In Belgium, after his rude initiation at the hands of the monks of Westmalle, he went on a rapid learning curve. He tasted a range of Belgian beers, made copious notes and travelled the country visiting breweries. He learned Flemish and signed up for a beer knowledge course that included styles and tastings and a brewing course that covered ingredients and fermentation.
He launched Belgian Smaak with Elisa, who was also honing her knowledge by becoming an accredited chocolatier. They have rapidly established a reputation as experts on beer and chocolate and they are bringing a fresh approach to the subjects by attracting a young and appreciative audience.
“Beer is a sociable thing,” Breandán says. “While Americans and the British tend to quaff, in Belgium it’s all about flavour and presentation.” He is able to emphasise this aspect of beer drinking with the use of photos on his blog that show Belgian beers in the wide variety of attractive, imaginative and idiosyncratic glassware used by bars and brewers.
He believes the key aspect of Belgian beer is the way which brewers balance malt and hop aroma and flavours, in contrast to the modern American and British tendency to produce “hop forward” beers using pungent American varieties.

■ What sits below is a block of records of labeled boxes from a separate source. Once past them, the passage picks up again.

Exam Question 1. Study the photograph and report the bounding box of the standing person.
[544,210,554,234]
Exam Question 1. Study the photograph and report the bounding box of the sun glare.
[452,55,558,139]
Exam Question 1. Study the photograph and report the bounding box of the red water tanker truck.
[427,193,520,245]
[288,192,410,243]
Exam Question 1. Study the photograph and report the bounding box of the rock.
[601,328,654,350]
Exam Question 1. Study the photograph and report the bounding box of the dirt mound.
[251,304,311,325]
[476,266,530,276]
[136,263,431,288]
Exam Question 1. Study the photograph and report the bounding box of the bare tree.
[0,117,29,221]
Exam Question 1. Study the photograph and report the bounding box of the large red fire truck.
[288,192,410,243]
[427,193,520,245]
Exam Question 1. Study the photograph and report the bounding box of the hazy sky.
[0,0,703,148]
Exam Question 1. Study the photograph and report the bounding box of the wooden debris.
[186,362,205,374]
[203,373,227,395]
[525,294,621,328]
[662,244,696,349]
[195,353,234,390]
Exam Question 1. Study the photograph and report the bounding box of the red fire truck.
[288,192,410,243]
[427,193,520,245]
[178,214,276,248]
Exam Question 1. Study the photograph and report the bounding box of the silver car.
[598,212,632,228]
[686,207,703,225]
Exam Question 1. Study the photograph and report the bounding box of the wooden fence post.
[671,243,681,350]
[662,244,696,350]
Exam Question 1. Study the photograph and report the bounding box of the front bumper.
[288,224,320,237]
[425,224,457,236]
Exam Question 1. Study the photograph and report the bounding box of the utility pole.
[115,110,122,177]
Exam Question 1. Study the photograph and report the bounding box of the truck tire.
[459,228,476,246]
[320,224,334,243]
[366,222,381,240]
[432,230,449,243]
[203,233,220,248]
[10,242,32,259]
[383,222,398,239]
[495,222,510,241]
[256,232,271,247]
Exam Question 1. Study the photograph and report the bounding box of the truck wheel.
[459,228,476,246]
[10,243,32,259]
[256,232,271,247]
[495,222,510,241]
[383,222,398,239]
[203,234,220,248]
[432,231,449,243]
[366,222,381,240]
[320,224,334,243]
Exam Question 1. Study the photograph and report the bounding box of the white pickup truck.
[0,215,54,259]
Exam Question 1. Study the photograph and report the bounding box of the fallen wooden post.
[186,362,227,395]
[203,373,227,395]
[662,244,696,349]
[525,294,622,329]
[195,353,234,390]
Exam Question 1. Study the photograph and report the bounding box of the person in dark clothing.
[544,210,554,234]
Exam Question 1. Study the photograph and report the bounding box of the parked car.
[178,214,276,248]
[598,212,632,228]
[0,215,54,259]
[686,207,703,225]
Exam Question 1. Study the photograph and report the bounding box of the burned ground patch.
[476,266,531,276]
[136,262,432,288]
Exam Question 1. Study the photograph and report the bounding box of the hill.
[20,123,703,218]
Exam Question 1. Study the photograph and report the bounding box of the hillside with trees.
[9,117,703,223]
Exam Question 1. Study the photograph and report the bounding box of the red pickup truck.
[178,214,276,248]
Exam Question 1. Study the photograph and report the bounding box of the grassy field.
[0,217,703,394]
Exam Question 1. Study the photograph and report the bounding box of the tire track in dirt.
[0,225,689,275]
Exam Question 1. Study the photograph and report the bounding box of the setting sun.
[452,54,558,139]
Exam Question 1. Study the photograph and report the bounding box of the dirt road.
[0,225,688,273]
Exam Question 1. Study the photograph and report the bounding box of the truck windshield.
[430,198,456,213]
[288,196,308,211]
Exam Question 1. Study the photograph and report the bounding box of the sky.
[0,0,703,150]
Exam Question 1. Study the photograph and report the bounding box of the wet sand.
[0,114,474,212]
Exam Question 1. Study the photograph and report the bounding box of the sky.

But he doesn’t avoid controversy in Belgium. “Some people say contract brewing is destroying ‘the soul of beer’ but I don’t agree. Is the beer good – that’s what matters.” Contract brewing is the widespread system in Belgium of commercial brewers producing “label beers” for retailers and distributors who themselves don’t brew.
Breandàn is also critical of the 22 Belgian family brewers. “Their quality is great but they’re slow to change. If they were more open to new ideas, their beers would be fantastic.”
New ideas and passion for beer and chocolate, underscored by deep knowledge of the subjects, are what drives Breandàn, Elisa and Belgian Smaak. On 5 February the partners were planning a party to celebrate two years since their blog first appeared. The beer will flow but this time Westmalle Tripel will be treated with the respect it deserves.